La domenica successiva fece sua anche la Milano-Asti.
«Sulla salita di Crea andai in fuga con il mio compagno di squadra Balduzzi e insieme percorremmo gli ultimi 30 chilometri. Franco, che abitava a Casorzo, ci teneva moltissimo a vincere sulle strade di casa e forse sperava che, dato che avevo già vinto la Coppa Città di Asti, io non disputassi lo sprint. Ma in carriera avevo già regalato troppe vittorie ai compagni di squadra e quella volta non lo feci. E non lo feci neppure la domenica dopo nel Trofeo Strazzi ad Albenga, dove arrivammo di nuovo noi due da soli».
Tre vittorie in dieci giorni, dunque. Furono le più importanti della sua carriera?
«Sicuramente tra le più significative. Quella che mi ha procurato la gioia più grande, però, è stata la Torino-Biella del ’64, quando correvo già per il Cavallino Rosso abbinato alla Badiese, dove il direttore sportivo era Gino Vairo, originario di Montemagno. Andai forte anche nel ’65, quando indossai la maglia azzurra al Giro delle Antiche Romagne, vinsi il Trofeo Bertolino e giunsi 3° in classifica al Giro di Bulgaria, con una vittoria di tappa».
Come mai, nonostante questi risultati, alla fine del ’66 decise di appendere la bicicletta al chiodo?
«Avevo già 25 anni e nonostante le mie trenta e più vittorie non ero riuscito a passare professionista. La verità è che ero un corridore completo, che se la cavava su tutti i terreni, ma la mia eccessiva generosità in corsa probabilmente mi ha impedito di ottenere risultati ancora più importanti. Così decisi di smettere, anche perché già da qualche anno ero fidanzato con Luigina ed era ora di mettere su famiglia e di pensare seriamente al futuro».
Nessun ripensamento, poi?
«Ripensamenti no, ma qualche rammarico sì, perché un paio di proposte di passare nella categoria superiore in realtà le avevo ricevute. Ed ero stato io a rifiutarle».
E perché?
«Nell’inverno del ’62 mi aveva contattato l’ex C.T. azzurro Pierino Bertolazzo, che stava allestendo la Cynar, dove avrei gareggiato al fianco di campioni come Baldini e Adorni. Ma avevo solo 21 anni e oltretutto ero convinto di dover partire a breve per il servizio militare. Così rinunciai, commettendo un grave errore, perché poi a militare non ci andai, ma ormai l’occasione era sfumata.
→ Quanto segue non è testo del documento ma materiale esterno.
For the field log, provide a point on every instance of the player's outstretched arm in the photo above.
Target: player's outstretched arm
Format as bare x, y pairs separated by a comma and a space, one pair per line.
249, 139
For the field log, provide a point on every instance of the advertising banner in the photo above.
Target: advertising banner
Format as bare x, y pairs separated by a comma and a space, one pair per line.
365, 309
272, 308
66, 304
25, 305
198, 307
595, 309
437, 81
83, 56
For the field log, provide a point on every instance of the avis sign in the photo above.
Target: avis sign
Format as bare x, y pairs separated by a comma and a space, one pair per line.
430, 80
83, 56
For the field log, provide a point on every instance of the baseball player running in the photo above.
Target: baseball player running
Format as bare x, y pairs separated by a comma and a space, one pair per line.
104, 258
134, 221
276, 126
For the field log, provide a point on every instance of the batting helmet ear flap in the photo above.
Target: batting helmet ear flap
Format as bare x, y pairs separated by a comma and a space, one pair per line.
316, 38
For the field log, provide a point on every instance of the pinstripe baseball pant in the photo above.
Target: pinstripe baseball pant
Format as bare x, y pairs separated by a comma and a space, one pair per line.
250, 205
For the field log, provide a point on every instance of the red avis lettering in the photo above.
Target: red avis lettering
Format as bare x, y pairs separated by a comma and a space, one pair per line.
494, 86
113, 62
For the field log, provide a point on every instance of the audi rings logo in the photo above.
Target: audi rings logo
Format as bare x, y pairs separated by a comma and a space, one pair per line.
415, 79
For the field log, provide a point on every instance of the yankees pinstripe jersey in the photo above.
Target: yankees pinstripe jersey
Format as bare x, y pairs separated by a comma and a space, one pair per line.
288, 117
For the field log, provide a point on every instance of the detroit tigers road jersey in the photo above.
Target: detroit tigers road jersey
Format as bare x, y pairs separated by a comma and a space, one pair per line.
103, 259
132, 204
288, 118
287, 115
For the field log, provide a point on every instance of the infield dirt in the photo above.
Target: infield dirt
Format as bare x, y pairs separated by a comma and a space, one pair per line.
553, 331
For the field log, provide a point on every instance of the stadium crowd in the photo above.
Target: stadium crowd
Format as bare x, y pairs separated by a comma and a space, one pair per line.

Nel ’65, poi, la Bianchi mi offriva 50.000 lire al mese, ma io da dilettante ne prendevo di più e non accettai, in attesa di una proposta più vantaggiosa che poi invece non è più arrivata. Si vede che non era destino. Ma il ciclismo resta un capitolo importante della mia vita e Asti l’ultima tappa, quella decisiva, della mia carriera sportiva».